Getting better at catching the rule breakers…

What Derek Conway did, in defrauding the tax payer, was wrong (obviously); he broke the rules but there is no need to change the rules as a result.

We don’t need to ban politician’s families from working for them…indeed it is one of the few areas where the valuable contribution that spouses often make to the careers of ambitious people is actually given a value. If someone is doing the work, they should be paid for it…it doesn’t and shouldn’t actually matter what their relationship to the employer is.

If someone breaks the rules, the fault will be down to their dishonesty and a lack of proper application and scrutiny of those responsible for enforcing the rules.

But the current media reaction: 'the rules must change!' happens all the time; a rule is broken, we are all aghast and then there are calls for the rules to be changed! Why? The rule itself works; it is its application that wasn’t working. But then changing a rule is easier and cheaper for those in charge then actually making existing rules and legislation work.

It is a particular disease of the Labour government but we in the Liberal Democrats are just as bad. When a number of local parties were struggling under the weight of potential candidates recruiting ‘phoney members’ to skew the votes towards them in selections instead of getting the returning officers, the local party and membership services to enforce rules that were already in place1 to deal with this phenomenon, we banned new members from voting in parliamentary selections for the first year of their membership.
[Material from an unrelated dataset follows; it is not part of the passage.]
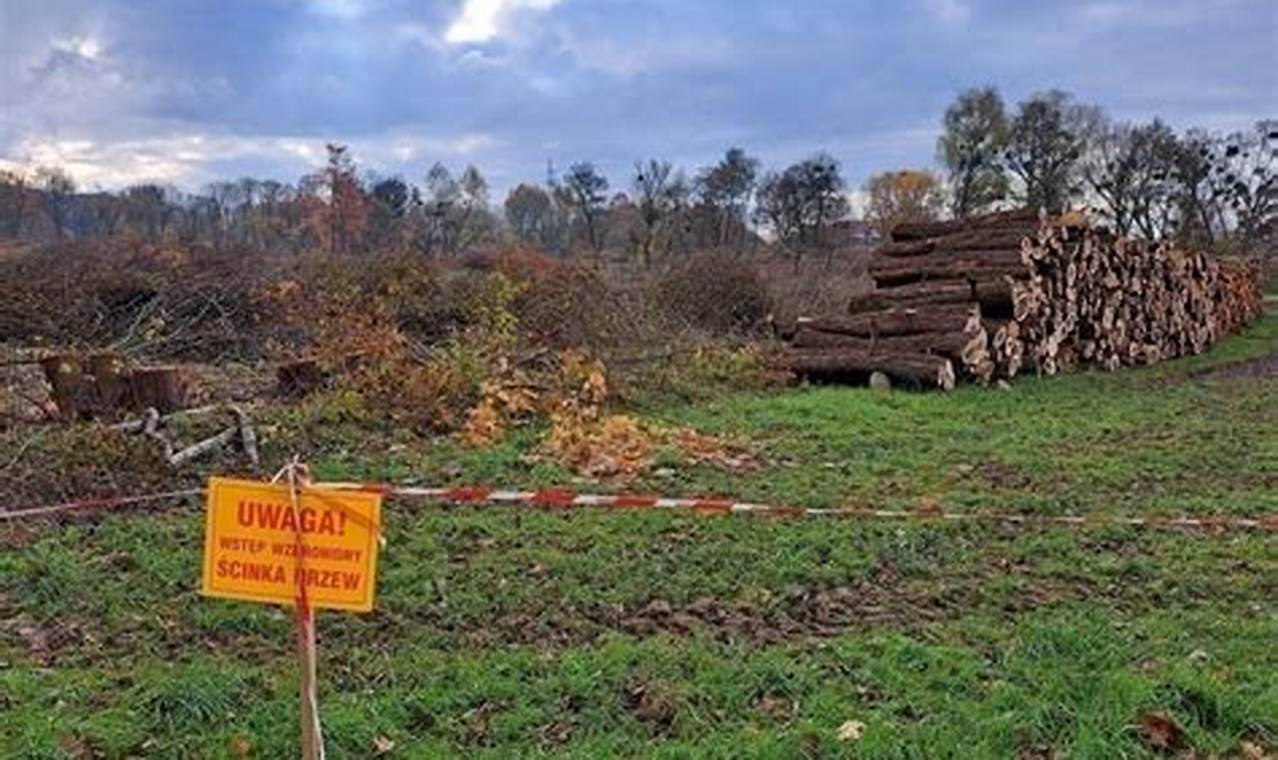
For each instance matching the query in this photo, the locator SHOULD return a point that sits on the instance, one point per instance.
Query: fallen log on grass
(908, 321)
(913, 369)
(993, 294)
This, in the case of the recent list elections in London disenfranchised about 25% of the membership from voting. So much for our much vaunted one member, one vote!

Creating new rules instead of enforcing ones that are already there is at best sticking plaster and at worst throwing the baby out with the bath water. Just like disenfranchising a quarter of our membership, banning family members from working for MPs would punish those who work twice as hard as a non family members and serve their community as much as their spouse does.

1That is, the requirement on local parties to ‘agree’ to new members – which they can only do if membership services send them the details of their new members in time.


Duncan Borrowman said...
31 Jan 2008, 12:44:00

Agree with every word of that.

Members wives (because it is always that way round) are often the best person to do the job of running their office/keeping their diary etc and ensuring they keep some private time.

And the party rules were a sledgehammer to crack a nut, and in an illiberal way.